Le Journal de Montreal - Weekend
LA FOLLE TRAVERSÉE DE L’ÉTÉ 1968
Olivier Kemeid transforme le lointain tour d’Europe de son père en un effervescent récit mythique.
Appelons cela un roman, puisqu’ainsi il nous est présenté, mais Le vieux monde derrière nous a une solide assise dans la réalité : une centaine de cartes postales envoyées par Gil, le père de l’auteur, tout au long de son tour d’Europe à l’été 1968.
Gil Kemeid, Québécois d’origine égyptienne, écrivait alors à sa future épouse, rencontrée un an plus tôt, à l’Expo 67. Il ne sait pas si cette merveilleuse Carolle sera au rendez-vous lorsqu’il reviendra, alors il cherche à entretenir la flamme durant sa folle chevauchée.
Car c’est en Vespa que Gil circule. Débarqué à Londres, traversé à Paris, il entend ainsi rejoindre Beyrouth en se moquant des frontières, de la météo, des crevaisons… Et se butant au final à un employé d’ambassade qui traite avec nonchalance sa demande de visa (air connu !).
Il y avait déjà là une superbe matière à récit. Mais Olivier Kemeid, homme de théâtre, y ajoute son grain de sel et son immense culture. Dès lors, le voyage de papa Gil devient odyssée, jusque dans la forme du roman. Gil avale les kilomètres ; Olivier, lui, enfile des phrases où le point final arrive au bout de longs paragraphes ou de pages entières.
Mais entre point de départ et point d’arrivée, chaque phrase aura porté un monde : la découverte de Tintin, l’art multisensoriel, les Croisades, l’immigration égyptienne au Liban, les dictatures de Franco, Salazar, Tito, des colonels grecs… Et surtout, la révolte étudiante.
ODE À LA JEUNESSE
Ça ne brasse pas qu’à Paris, où
Gil débouche en plein Mai 68, mais partout, jusqu’en Tchécoslovaquie. Or, ces manifs de jeunes de son âge l’indiffèrent. Pire, ça dérange ses plans : les banques fermées, l’essence qui manque, les auberges jeunesse qui ferment…
Gil traverse donc l’Histoire sans y plonger, ce qu’Olivier entend corriger.
On est ébahis par le bouillonnement de son écriture qui traduit la fièvre de cette époque-là. Le titre, déjà, s’inspire d’un graffiti tracé en Mai sur les murs de la Sorbonne. Mais à chaque page, les formules qu’on a envie de citer pour leur humour et leur intelligence se succèdent, si nombreuses qu’il faut vite y renoncer.
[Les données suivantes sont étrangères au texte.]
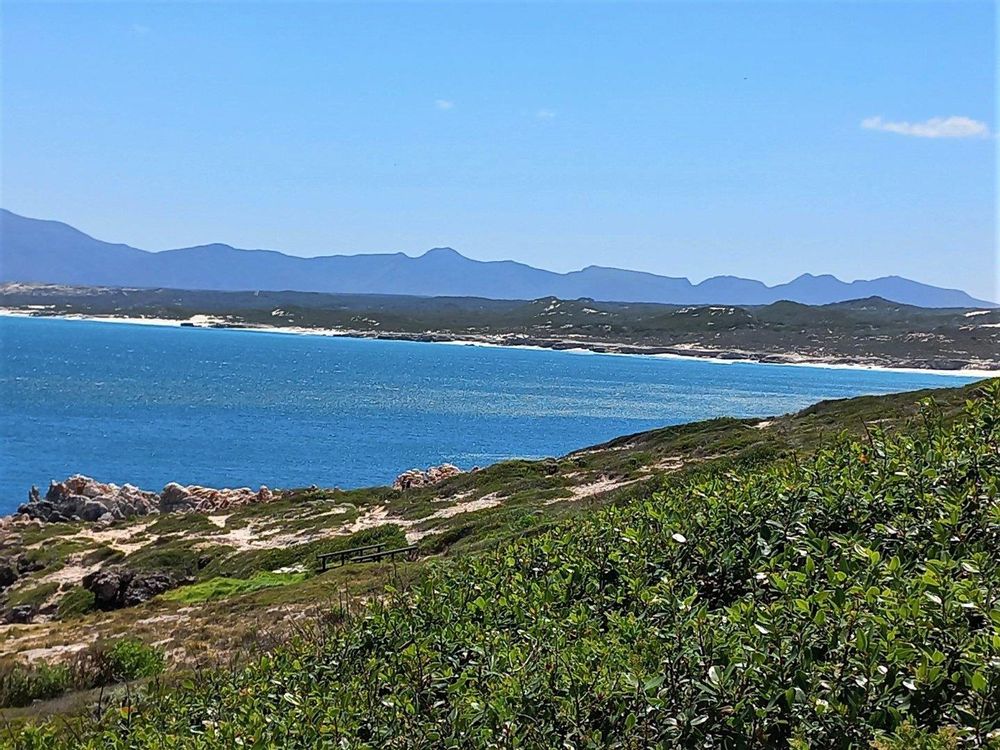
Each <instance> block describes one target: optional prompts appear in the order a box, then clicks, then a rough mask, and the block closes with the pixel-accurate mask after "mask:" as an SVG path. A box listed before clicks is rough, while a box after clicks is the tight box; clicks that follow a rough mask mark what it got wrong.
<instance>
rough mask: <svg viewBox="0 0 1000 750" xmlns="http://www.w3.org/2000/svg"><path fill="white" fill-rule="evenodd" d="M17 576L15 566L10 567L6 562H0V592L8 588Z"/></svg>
mask: <svg viewBox="0 0 1000 750" xmlns="http://www.w3.org/2000/svg"><path fill="white" fill-rule="evenodd" d="M18 575H19V574H18V572H17V567H16V565H12V564H11V563H10V561H8V560H4V561H3V562H0V591H3V590H5V589H8V588H10V587H11V586H12V585H13V584H14V582H15V581H16V580H17V578H18Z"/></svg>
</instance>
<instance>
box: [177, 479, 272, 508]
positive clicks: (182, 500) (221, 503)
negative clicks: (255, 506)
mask: <svg viewBox="0 0 1000 750" xmlns="http://www.w3.org/2000/svg"><path fill="white" fill-rule="evenodd" d="M272 500H274V493H272V492H271V490H269V489H268V488H267V487H264V486H261V488H260V489H259V490H257V492H254V491H253V490H251V489H250V488H249V487H240V488H238V489H222V490H217V489H212V488H211V487H199V486H197V485H190V486H188V487H184V486H182V485H179V484H177V483H175V482H171V483H170V484H168V485H167V486H166V487H164V488H163V492H162V493H161V494H160V512H161V513H173V512H177V511H197V512H199V513H210V512H214V511H218V510H227V509H229V508H234V507H237V506H240V505H249V504H251V503H269V502H271V501H272Z"/></svg>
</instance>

Au-delà du style, il faut voir avec quelle maîtrise Olivier Kemeid fait des rapprochements entre les événements de l’été 1968, les reliant au surplus au passé et à ce qui arrivera dans l’avenir. C’est brillant.
Et malgré ces leçons d’histoire, jamais le fils ne perd de vue son père. Les cartes postales nous sont livrées telles quelles, mais Olivier les commente, tout à la découverte de la version méconnue de ce Gil de 22 ans, obnubilé par son projet de rejoindre en scooter les terres ancestrales.
Olivier Kemeid se tient donc dans son sillage, commentant ses écrits et ravivant ses propres souvenirs familiaux.
Ce voyage tout personnel devient au final une superbe ode à la jeunesse et à toutes ses inconsciences.